Sabine Wespieser éditeur
Gyl ne donne plus de nouvelles, n’en a pas donné depuis longtemps. Rien n’indique que quelque chose cloche, mais, sans bien savoir pourquoi, Anne décide de prendre le transsibérien, de se rendre jusqu’à ce hameau près du lac Baïkal où son ancien compagnon s’est installé.
De l’autre côté de la vitre défilent les paysages glacés. Le voyage s’est imposé de lui-même. Les autres voyageurs prennent leurs aises, les mômes en pyjama piaillent après leurs mères, des Russes taiseux boivent du café dans la voiture-restaurant.

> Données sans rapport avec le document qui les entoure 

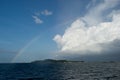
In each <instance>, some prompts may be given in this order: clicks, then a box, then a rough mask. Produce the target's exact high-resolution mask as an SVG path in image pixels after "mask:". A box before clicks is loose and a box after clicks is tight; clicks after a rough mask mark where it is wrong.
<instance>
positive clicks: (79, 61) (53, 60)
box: [31, 59, 84, 63]
mask: <svg viewBox="0 0 120 80" xmlns="http://www.w3.org/2000/svg"><path fill="white" fill-rule="evenodd" d="M40 62H63V63H64V62H84V61H71V60H54V59H45V60H37V61H33V62H31V63H40Z"/></svg>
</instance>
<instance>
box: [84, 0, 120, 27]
mask: <svg viewBox="0 0 120 80" xmlns="http://www.w3.org/2000/svg"><path fill="white" fill-rule="evenodd" d="M119 2H120V1H119V0H104V2H101V3H100V4H98V5H97V6H94V5H95V3H96V2H95V0H93V2H92V4H94V5H93V6H92V7H91V8H90V9H89V11H88V13H87V14H86V15H85V16H84V17H83V18H82V19H83V20H84V21H85V22H86V23H87V25H89V26H92V25H96V24H98V23H100V22H102V21H103V20H104V16H103V14H104V13H105V12H106V11H107V10H109V9H112V8H114V7H115V6H116V5H117V4H118V3H119ZM89 5H90V4H89Z"/></svg>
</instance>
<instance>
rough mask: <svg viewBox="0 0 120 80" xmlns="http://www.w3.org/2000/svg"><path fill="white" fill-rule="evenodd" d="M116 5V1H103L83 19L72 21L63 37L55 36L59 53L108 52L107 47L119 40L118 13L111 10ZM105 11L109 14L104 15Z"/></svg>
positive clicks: (89, 11)
mask: <svg viewBox="0 0 120 80" xmlns="http://www.w3.org/2000/svg"><path fill="white" fill-rule="evenodd" d="M118 3H119V1H118V0H104V2H101V3H100V4H98V5H96V6H94V7H92V8H91V9H90V10H89V11H88V13H87V14H86V15H85V16H84V17H81V18H79V19H77V20H76V21H74V22H73V23H72V24H71V26H70V27H69V28H67V29H66V30H65V32H64V34H63V35H59V34H57V35H56V36H55V37H54V41H55V42H56V43H57V44H58V46H59V47H60V52H67V53H79V54H85V53H86V52H90V53H91V52H92V53H101V52H103V51H108V52H109V50H110V47H109V46H112V45H113V44H114V43H115V42H116V40H117V41H118V42H119V40H120V11H119V10H114V9H113V8H114V7H115V6H117V5H118ZM106 10H108V11H109V12H106V13H107V14H106V15H105V14H104V12H105V11H106ZM96 11H97V12H96ZM103 14H104V15H103ZM115 47H116V46H114V47H113V48H112V50H114V49H115Z"/></svg>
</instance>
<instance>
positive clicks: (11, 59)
mask: <svg viewBox="0 0 120 80" xmlns="http://www.w3.org/2000/svg"><path fill="white" fill-rule="evenodd" d="M43 59H69V60H87V61H120V0H0V63H4V62H31V61H34V60H43Z"/></svg>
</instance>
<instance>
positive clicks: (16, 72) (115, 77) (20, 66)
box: [0, 62, 120, 80]
mask: <svg viewBox="0 0 120 80" xmlns="http://www.w3.org/2000/svg"><path fill="white" fill-rule="evenodd" d="M0 80H120V63H119V62H107V63H106V62H65V63H60V62H58V63H21V64H0Z"/></svg>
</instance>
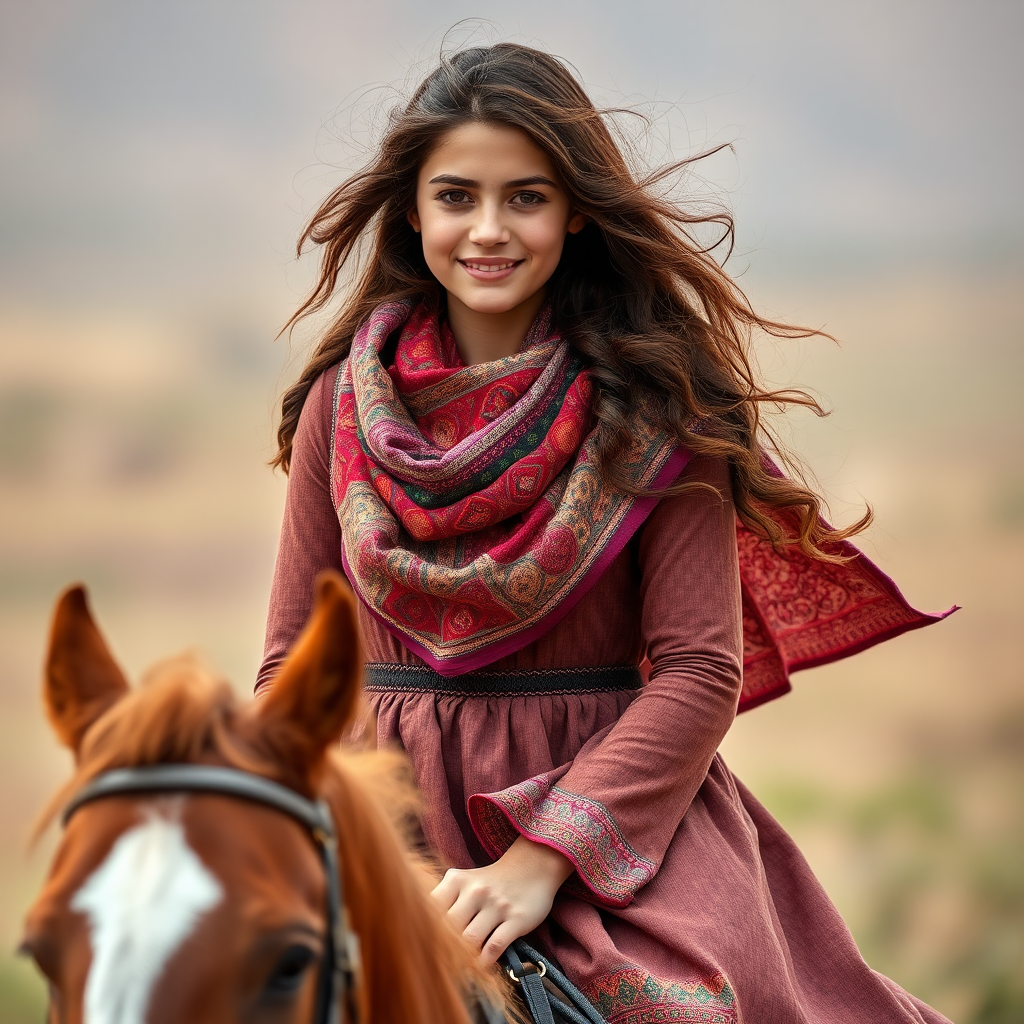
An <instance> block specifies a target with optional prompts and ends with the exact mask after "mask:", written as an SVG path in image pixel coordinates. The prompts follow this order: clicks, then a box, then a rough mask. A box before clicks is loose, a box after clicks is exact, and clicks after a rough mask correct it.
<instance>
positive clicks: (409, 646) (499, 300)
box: [257, 44, 944, 1024]
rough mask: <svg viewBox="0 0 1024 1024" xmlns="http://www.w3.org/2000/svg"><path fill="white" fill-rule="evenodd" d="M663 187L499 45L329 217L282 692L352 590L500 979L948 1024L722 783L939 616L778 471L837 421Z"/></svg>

Et dans cette roulante annexe de la Russie, baragouinant la langue de Dostoïevski, Anne ne pense qu’à Paris. Paris et sa voisine sur canapé rouge. Leurs heures de lecture ensemble, la vieille femme l’écoutant raconter les vies libres et éclatantes d’Olympe (de Gouges), de Marion (du Faouët), de Milena (Jesenska), féministes avant l’heure, amoureuses absolues, élevées au rang de légendes par ces deux amies – des légendes de bonne compagnie, devenues presque des intimes.
« Je cherchais à comprendre en quoi ce voyage était différent, je convenais qu’il n’était plus porté par ce qu’il l’avait initié mais par autre chose, quelque chose qui m’obligeait à admettre qu’il s’agissait de moi seule ». Loin de son pays, hors de sa langue maternelle, c’est en cherchant à rejoindre son passé que la narratrice prend conscience de ce qui la rend vivante aujourd’hui.
L’élégance domine l’ensemble : on ne déballe pas l’intimité du personnage, c’est mal élevé. Construit sans effets de manche, Le Canapé Rouge est imprégné de l’atmosphère cotonneuse du dépaysement passif et de la mélancolie douce du retour à soi.